I have a dataset that is both moderately skewed and heteroskedastic, so I am using your (Randomization) Resampling method. My data are proportions, so values are between 0-1.

In the output from the Resampling procedure, a large percentage (~40%) of the bins generated are outside the upper boundary of my dataset–that is, they are greater than 1. Is this a problem for the validity of the F-stat included in the output?

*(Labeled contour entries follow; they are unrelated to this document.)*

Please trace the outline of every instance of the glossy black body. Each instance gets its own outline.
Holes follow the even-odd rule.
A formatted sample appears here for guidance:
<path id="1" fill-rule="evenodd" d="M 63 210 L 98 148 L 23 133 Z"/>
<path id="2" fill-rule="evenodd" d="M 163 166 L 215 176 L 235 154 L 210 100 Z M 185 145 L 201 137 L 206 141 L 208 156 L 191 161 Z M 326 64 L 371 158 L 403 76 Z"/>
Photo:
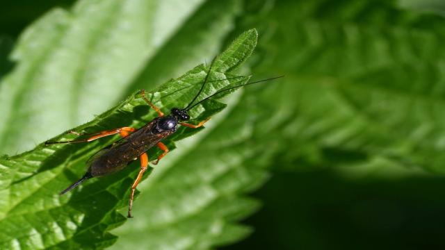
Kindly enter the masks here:
<path id="1" fill-rule="evenodd" d="M 178 119 L 175 115 L 156 117 L 142 128 L 98 151 L 87 164 L 92 177 L 115 173 L 161 140 L 176 132 Z"/>

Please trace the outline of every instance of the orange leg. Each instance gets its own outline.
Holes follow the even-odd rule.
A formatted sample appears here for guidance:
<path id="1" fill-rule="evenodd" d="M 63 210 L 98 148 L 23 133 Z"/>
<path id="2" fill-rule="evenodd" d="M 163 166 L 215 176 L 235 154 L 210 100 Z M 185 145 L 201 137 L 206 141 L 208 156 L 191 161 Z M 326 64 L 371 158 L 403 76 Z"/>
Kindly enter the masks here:
<path id="1" fill-rule="evenodd" d="M 152 103 L 152 102 L 148 100 L 148 98 L 147 98 L 147 97 L 145 96 L 145 90 L 140 90 L 140 95 L 142 95 L 142 98 L 144 99 L 145 102 L 147 103 L 148 105 L 150 106 L 150 107 L 152 107 L 154 110 L 156 110 L 156 112 L 158 112 L 158 115 L 159 115 L 160 117 L 161 116 L 164 116 L 164 113 L 162 112 L 162 111 L 161 111 L 159 108 L 155 106 L 154 104 Z"/>
<path id="2" fill-rule="evenodd" d="M 168 148 L 167 147 L 167 146 L 165 146 L 165 144 L 159 142 L 158 142 L 158 147 L 159 147 L 159 149 L 161 149 L 161 150 L 162 150 L 163 153 L 162 153 L 161 156 L 158 156 L 158 159 L 156 160 L 156 162 L 153 162 L 153 164 L 154 165 L 158 165 L 158 163 L 159 163 L 159 160 L 162 159 L 164 156 L 165 156 L 167 153 L 168 153 Z"/>
<path id="3" fill-rule="evenodd" d="M 200 126 L 202 126 L 202 125 L 204 125 L 204 124 L 205 124 L 206 122 L 207 122 L 207 121 L 209 121 L 210 119 L 210 117 L 204 119 L 202 122 L 200 122 L 199 124 L 194 125 L 194 124 L 187 124 L 185 122 L 179 122 L 179 124 L 182 125 L 182 126 L 185 126 L 186 127 L 189 127 L 189 128 L 199 128 Z"/>
<path id="4" fill-rule="evenodd" d="M 108 130 L 108 131 L 102 131 L 102 132 L 99 132 L 99 133 L 98 133 L 97 134 L 93 134 L 93 135 L 92 135 L 92 136 L 90 136 L 90 137 L 88 138 L 86 138 L 86 139 L 73 140 L 66 141 L 66 142 L 45 142 L 44 144 L 45 144 L 45 145 L 50 145 L 50 144 L 54 144 L 88 142 L 91 142 L 91 141 L 93 141 L 93 140 L 99 139 L 99 138 L 102 138 L 105 137 L 105 136 L 115 135 L 115 134 L 118 134 L 118 133 L 119 135 L 120 135 L 120 136 L 124 138 L 124 137 L 128 136 L 128 135 L 131 134 L 131 133 L 134 132 L 135 131 L 136 131 L 136 128 L 134 128 L 122 127 L 122 128 L 115 128 L 115 129 L 111 129 L 111 130 Z M 74 134 L 80 135 L 79 133 L 74 132 L 74 131 L 71 131 L 70 133 L 74 133 Z"/>
<path id="5" fill-rule="evenodd" d="M 142 176 L 144 174 L 145 170 L 147 170 L 147 167 L 148 167 L 148 156 L 147 153 L 144 153 L 140 155 L 140 170 L 139 170 L 139 174 L 138 174 L 138 177 L 134 180 L 133 183 L 133 185 L 131 185 L 131 192 L 130 192 L 130 200 L 129 201 L 128 204 L 128 215 L 127 215 L 129 218 L 132 218 L 131 215 L 131 209 L 133 209 L 133 199 L 134 199 L 134 191 L 136 190 L 136 187 L 138 184 L 140 182 L 142 179 Z"/>

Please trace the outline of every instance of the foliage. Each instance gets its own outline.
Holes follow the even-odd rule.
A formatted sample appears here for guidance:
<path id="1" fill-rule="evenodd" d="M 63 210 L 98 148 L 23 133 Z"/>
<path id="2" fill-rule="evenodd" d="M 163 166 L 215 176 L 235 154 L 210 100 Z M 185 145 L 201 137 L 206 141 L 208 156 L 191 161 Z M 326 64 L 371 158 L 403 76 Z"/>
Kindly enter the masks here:
<path id="1" fill-rule="evenodd" d="M 443 173 L 445 120 L 441 111 L 445 51 L 441 41 L 445 21 L 434 14 L 443 13 L 443 8 L 434 0 L 400 2 L 197 0 L 181 5 L 177 1 L 97 1 L 80 2 L 71 11 L 52 10 L 21 36 L 13 54 L 17 65 L 0 85 L 0 112 L 6 121 L 0 124 L 0 151 L 13 153 L 30 149 L 33 142 L 42 142 L 54 135 L 54 131 L 85 122 L 92 112 L 101 112 L 138 88 L 153 89 L 168 78 L 181 74 L 202 58 L 210 58 L 222 44 L 232 42 L 243 31 L 255 27 L 260 34 L 257 49 L 238 70 L 252 72 L 256 79 L 279 74 L 285 78 L 230 96 L 227 108 L 206 129 L 176 144 L 177 150 L 156 167 L 149 181 L 140 185 L 143 192 L 135 204 L 136 219 L 113 231 L 122 236 L 115 248 L 143 245 L 148 249 L 207 249 L 236 242 L 251 231 L 238 222 L 259 207 L 258 201 L 244 194 L 261 186 L 270 171 L 298 173 L 332 168 L 333 172 L 355 177 L 376 172 L 386 177 L 416 176 L 424 174 L 424 170 Z M 171 8 L 173 11 L 166 10 Z M 426 9 L 435 11 L 425 13 Z M 249 48 L 254 46 L 252 42 L 248 43 Z M 35 47 L 42 49 L 35 50 Z M 251 51 L 245 52 L 242 47 L 239 49 L 243 54 L 220 57 L 216 71 L 231 71 Z M 186 79 L 184 84 L 197 84 L 205 69 L 198 66 L 186 75 L 197 74 L 199 79 Z M 177 81 L 170 81 L 152 92 L 152 97 L 161 99 L 163 106 L 184 106 L 190 96 L 177 99 L 168 95 L 177 87 L 175 84 Z M 191 88 L 186 95 L 197 90 Z M 54 98 L 43 98 L 47 93 Z M 136 103 L 135 107 L 124 101 L 119 106 L 121 109 L 98 116 L 97 122 L 87 124 L 89 128 L 85 129 L 97 131 L 149 120 L 153 112 L 144 111 L 137 94 L 131 97 L 126 101 Z M 165 98 L 172 99 L 166 101 Z M 204 118 L 222 109 L 220 105 L 209 102 L 204 107 L 209 112 L 194 115 Z M 48 129 L 49 126 L 52 128 Z M 31 130 L 34 132 L 30 134 Z M 172 139 L 191 133 L 184 131 Z M 51 201 L 42 201 L 39 194 L 40 199 L 26 201 L 31 207 L 41 203 L 39 206 L 44 208 L 41 212 L 48 212 L 51 206 L 47 204 L 58 199 L 54 198 L 57 191 L 81 175 L 82 159 L 87 157 L 83 153 L 102 145 L 46 152 L 57 157 L 45 160 L 48 163 L 43 167 L 35 159 L 26 160 L 27 167 L 22 160 L 17 161 L 13 169 L 1 170 L 4 196 L 11 197 L 11 183 L 13 187 L 34 183 L 30 188 L 33 190 L 45 179 L 63 176 L 63 182 L 58 177 L 58 184 L 44 185 L 48 190 L 44 194 L 51 197 L 46 199 Z M 172 143 L 169 146 L 174 147 Z M 38 146 L 35 150 L 39 149 Z M 96 219 L 90 219 L 88 223 L 95 226 L 86 231 L 79 231 L 82 224 L 77 229 L 73 227 L 66 234 L 74 237 L 67 241 L 73 244 L 67 246 L 99 248 L 115 240 L 104 233 L 122 224 L 115 210 L 124 206 L 125 192 L 131 181 L 129 176 L 134 175 L 136 168 L 132 165 L 122 176 L 93 182 L 73 193 L 72 198 L 61 199 L 66 202 L 63 206 L 76 209 L 75 212 L 63 212 L 81 211 L 85 215 L 82 222 L 92 216 Z M 388 169 L 395 170 L 390 173 Z M 350 174 L 353 173 L 360 174 Z M 318 183 L 316 176 L 305 176 L 311 178 L 305 183 Z M 298 174 L 296 176 L 293 180 L 300 178 Z M 106 185 L 109 188 L 99 191 Z M 291 190 L 283 193 L 275 188 L 280 181 L 270 185 L 264 188 L 267 195 L 260 193 L 259 197 L 293 200 L 289 199 Z M 270 194 L 268 188 L 278 191 Z M 88 189 L 97 190 L 99 196 L 81 197 Z M 19 201 L 24 191 L 15 190 L 12 200 Z M 314 194 L 320 196 L 321 192 Z M 331 193 L 324 192 L 327 196 Z M 88 206 L 92 199 L 98 199 L 95 197 L 101 198 L 95 203 L 100 212 Z M 49 210 L 57 208 L 58 205 Z M 292 222 L 293 211 L 282 213 L 275 209 L 281 217 Z M 268 222 L 270 226 L 272 222 Z M 49 224 L 46 228 L 51 226 Z M 92 245 L 91 239 L 97 235 L 101 235 L 101 240 Z"/>

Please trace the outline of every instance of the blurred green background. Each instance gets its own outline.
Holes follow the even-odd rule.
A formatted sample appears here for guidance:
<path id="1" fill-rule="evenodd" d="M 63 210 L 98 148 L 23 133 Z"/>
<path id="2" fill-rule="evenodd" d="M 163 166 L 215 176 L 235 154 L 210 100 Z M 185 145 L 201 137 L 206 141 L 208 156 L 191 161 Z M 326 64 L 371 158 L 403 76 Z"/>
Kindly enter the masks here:
<path id="1" fill-rule="evenodd" d="M 7 55 L 26 26 L 74 3 L 2 3 L 0 75 L 13 70 Z M 281 84 L 292 90 L 283 94 L 284 105 L 277 95 L 263 99 L 272 110 L 263 119 L 291 115 L 266 131 L 281 149 L 270 179 L 252 194 L 261 208 L 242 222 L 254 230 L 220 249 L 444 249 L 445 2 L 245 1 L 223 8 L 202 1 L 184 26 L 231 4 L 239 4 L 233 22 L 213 39 L 227 44 L 257 28 L 246 69 L 256 79 L 285 74 Z M 191 41 L 168 45 L 193 43 L 199 38 L 193 31 L 177 28 L 173 35 L 190 32 Z M 204 60 L 197 58 L 184 65 Z"/>

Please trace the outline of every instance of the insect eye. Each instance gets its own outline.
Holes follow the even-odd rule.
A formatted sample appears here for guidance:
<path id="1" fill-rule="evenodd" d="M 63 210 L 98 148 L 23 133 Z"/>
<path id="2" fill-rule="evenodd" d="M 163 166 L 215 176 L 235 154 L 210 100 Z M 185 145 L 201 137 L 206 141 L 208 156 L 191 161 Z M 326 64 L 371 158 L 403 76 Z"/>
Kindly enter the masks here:
<path id="1" fill-rule="evenodd" d="M 190 119 L 190 116 L 188 115 L 187 115 L 187 114 L 185 114 L 185 115 L 182 115 L 182 117 L 181 117 L 181 119 L 183 121 L 188 121 L 188 120 Z"/>
<path id="2" fill-rule="evenodd" d="M 176 126 L 176 121 L 174 119 L 161 119 L 158 122 L 158 128 L 161 130 L 170 130 Z"/>

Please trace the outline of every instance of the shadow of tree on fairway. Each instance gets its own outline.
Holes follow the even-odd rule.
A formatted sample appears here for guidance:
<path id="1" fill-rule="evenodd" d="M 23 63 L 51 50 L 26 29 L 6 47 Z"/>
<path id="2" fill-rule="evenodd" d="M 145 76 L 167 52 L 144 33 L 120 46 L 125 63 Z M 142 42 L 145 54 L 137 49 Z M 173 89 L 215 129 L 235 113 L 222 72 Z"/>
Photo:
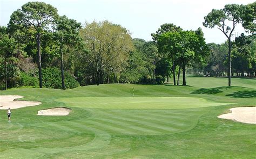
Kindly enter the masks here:
<path id="1" fill-rule="evenodd" d="M 223 92 L 223 89 L 227 89 L 230 88 L 228 86 L 220 86 L 217 88 L 201 88 L 198 90 L 196 90 L 194 91 L 191 92 L 191 94 L 207 94 L 207 95 L 212 95 L 212 94 L 217 94 Z"/>
<path id="2" fill-rule="evenodd" d="M 256 97 L 256 91 L 241 91 L 235 92 L 233 93 L 227 95 L 226 96 L 229 96 L 233 98 L 253 98 Z"/>

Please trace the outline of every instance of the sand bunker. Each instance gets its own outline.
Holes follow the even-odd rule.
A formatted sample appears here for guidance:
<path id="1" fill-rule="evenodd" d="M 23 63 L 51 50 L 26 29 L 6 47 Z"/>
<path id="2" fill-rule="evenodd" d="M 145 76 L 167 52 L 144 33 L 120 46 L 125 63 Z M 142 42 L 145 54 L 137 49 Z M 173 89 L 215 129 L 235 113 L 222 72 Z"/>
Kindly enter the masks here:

If I understand how resampling works, it seems I’m comparing the observed data distributions (of my three groups) to a “population” distribution generated on the basis of my dataset. On the surface, it seems conceptually odd that I would compare distributions whose values are between 0-1 to distributions that have a much greater range (about 0-5, from what I can tell), especially since 1 represents ceiling performance on my task.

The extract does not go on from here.